Dass in Afrika südlich der Sahara starke Frauen und Mädchen leben und wirken, beweisen Zahlen, die nicht neu sind: für 80 Prozent der Nahrungsmittelproduktion in dieser Region sind Frauen verantwortlich. Dass auch ihre Rechte gestärkt werden müssen - darauf machten die deutschen DO in Yaoundé, der Hauptstadt Kameruns, Anfang Mai 2008 mit der Aktionswoche „Femmes et Filles Fortes" aufmerksam.

Das bunte Programm - organisiert durch DED und GTZ und unterstützt durch das Goethe-Institut und die Friedrich-Ebert-Stiftung - ging los mit der Vorführung des kamerunischen Dokumentarfilms „Sisters in Law". Im größten Kino Yaoundés verfolgten mehrere hundert Zuschauer/innen den engagierten Einsatz zweier Anwältinnen für die Rechte von Frauen und Mädchen.

Am nächsten Tag wurden beim Theaterstück „La Déesse Phalloga" die Rollen getauscht. Die Hauptdarstellerin mit ihren zwei „Hausmännern" sorgte besonders bei den kamerunischen Zuschauerinnen für viele Lacher - zeigte aber auch, dass ungleiche Rollen in keine Richtung funktionieren können.

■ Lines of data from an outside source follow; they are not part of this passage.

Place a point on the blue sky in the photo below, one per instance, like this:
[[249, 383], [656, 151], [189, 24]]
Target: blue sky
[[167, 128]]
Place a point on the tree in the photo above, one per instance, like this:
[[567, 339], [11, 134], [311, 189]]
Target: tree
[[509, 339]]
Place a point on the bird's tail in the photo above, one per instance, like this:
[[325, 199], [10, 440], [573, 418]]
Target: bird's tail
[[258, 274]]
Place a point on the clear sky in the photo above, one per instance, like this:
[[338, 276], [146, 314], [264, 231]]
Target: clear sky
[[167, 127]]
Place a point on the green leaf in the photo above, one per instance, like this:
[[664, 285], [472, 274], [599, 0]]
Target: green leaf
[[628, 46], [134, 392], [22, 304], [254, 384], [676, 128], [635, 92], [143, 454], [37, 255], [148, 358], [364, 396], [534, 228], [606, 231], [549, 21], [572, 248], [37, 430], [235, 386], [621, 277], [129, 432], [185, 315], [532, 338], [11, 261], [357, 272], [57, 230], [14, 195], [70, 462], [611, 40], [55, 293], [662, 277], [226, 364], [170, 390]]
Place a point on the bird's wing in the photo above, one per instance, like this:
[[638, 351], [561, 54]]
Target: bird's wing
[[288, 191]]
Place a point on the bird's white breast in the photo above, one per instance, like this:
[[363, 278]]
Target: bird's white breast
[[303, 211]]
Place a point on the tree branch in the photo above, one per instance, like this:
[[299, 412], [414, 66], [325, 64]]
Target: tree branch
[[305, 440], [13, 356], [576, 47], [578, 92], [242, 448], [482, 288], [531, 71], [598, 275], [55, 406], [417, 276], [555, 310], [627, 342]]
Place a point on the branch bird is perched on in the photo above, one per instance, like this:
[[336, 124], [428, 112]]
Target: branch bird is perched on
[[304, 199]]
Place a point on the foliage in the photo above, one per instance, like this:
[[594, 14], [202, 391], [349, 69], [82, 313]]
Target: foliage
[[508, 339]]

Um auf die überdurchschnittlich hohe Bedrohung von HIV/AIDS für junge Frauen hinzuweisen (75 Prozent der Neuinfektionen im Afrika südlich der Sahara treten bei Mädchen und Frauen zwischen 15 und 24 Jahren auf), vermittelten die Querschnittsberater von DED und GTZ Informationen zum Schutz und zum Umgang mit der Krankheit.

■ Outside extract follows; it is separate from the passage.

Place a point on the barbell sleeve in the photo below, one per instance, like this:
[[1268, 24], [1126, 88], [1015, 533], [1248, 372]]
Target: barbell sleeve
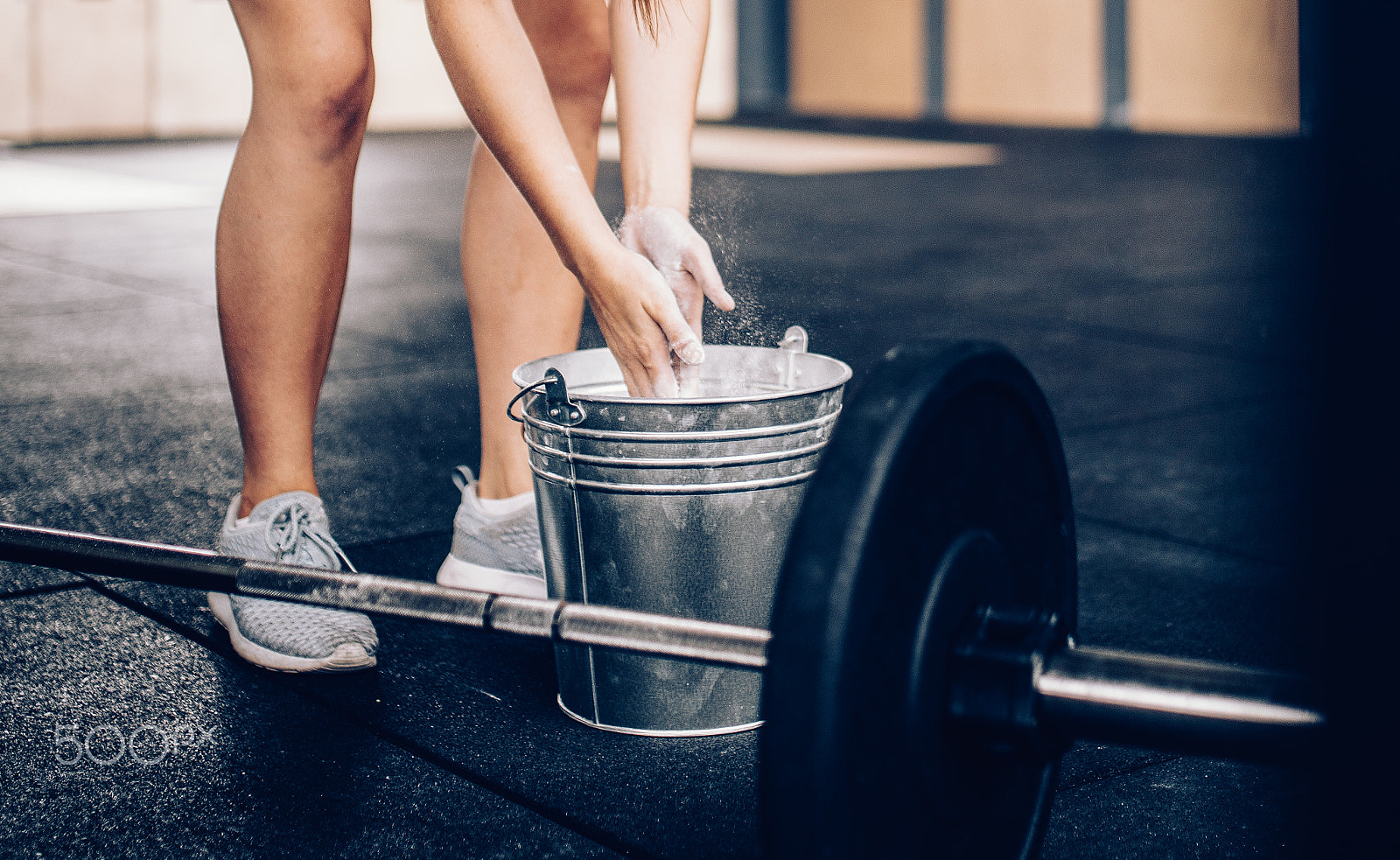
[[536, 618], [1185, 705]]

Bei einer Paneldiskussion informierten Vertreter von DED-Partnerorganisationen über die Rechte von Witwen und deren Kindern. Denn auch wenn die Gesetze noch immer mangelhaft sind, kennen viele Betroffene selbst diese limitierten Rechte nicht. In der Diskussion zum Thema „Frauen als Motor der Entwicklung" wurden der Austausch zu Problemen und Chancen der Rolle der Frau vertieft.

Weitere Highlights der Woche, mit der über 1500 Kamerunerinnen und Kameruner erreicht wurden, war die Eröffnung der Ausstellung „Frauenkram" von Sarah Tchouatcha mit 50 Porträts von Frauen in Kamerun, ein Handballtunier und die Abschlussveranstaltung mit allen Mitwirkenden.

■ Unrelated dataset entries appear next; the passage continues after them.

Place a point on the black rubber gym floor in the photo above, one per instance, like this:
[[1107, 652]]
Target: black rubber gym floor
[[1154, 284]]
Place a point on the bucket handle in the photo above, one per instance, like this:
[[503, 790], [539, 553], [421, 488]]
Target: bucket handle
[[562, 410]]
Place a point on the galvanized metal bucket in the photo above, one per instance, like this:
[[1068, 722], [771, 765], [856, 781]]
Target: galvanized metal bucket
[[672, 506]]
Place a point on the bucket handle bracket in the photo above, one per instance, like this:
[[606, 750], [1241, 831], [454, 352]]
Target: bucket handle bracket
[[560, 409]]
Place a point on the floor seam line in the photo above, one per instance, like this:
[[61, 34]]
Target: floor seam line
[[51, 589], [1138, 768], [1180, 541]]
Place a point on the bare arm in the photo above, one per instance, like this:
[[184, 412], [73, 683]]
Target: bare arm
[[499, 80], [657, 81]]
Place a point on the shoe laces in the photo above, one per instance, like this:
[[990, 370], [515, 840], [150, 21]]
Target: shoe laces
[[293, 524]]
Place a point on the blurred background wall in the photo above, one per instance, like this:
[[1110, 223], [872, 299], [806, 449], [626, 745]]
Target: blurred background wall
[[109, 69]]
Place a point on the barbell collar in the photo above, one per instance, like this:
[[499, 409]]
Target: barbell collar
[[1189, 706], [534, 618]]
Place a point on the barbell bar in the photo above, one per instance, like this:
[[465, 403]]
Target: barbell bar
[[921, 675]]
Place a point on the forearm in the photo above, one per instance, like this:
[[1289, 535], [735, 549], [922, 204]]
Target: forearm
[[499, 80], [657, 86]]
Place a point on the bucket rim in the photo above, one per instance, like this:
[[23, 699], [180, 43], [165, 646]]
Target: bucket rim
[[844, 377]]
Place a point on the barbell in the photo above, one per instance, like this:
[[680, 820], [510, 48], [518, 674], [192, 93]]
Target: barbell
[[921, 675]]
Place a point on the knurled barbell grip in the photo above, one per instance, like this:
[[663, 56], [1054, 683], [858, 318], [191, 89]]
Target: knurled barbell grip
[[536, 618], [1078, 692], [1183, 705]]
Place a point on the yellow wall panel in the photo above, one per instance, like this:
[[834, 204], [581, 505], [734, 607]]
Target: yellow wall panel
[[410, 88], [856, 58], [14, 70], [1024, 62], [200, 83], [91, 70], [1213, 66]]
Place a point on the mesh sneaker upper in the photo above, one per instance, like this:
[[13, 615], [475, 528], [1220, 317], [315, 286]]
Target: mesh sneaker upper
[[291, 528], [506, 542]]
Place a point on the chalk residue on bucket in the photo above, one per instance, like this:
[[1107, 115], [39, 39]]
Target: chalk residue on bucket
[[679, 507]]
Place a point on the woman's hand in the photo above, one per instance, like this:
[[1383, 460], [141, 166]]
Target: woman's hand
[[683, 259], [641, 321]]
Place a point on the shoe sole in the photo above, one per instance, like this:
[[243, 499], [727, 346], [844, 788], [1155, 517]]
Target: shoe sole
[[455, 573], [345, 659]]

Die Woche wurde durch eine breite Pressearbeit begleitet; zahlreiche Beträge in Zeitungen, Radio und Fernsehen machten nicht nur auf das ansprechende Programm, sondern auch auf die tagtägliche Arbeit der deutschen EZ im Bereich Frauenförderung aufmerksam. Für 2009 ist geplant, diese öffentlichkeitswirksame Veranstaltung der Deutschen Kooperation für und mit den kamerunischen Frauen weiterzuführen.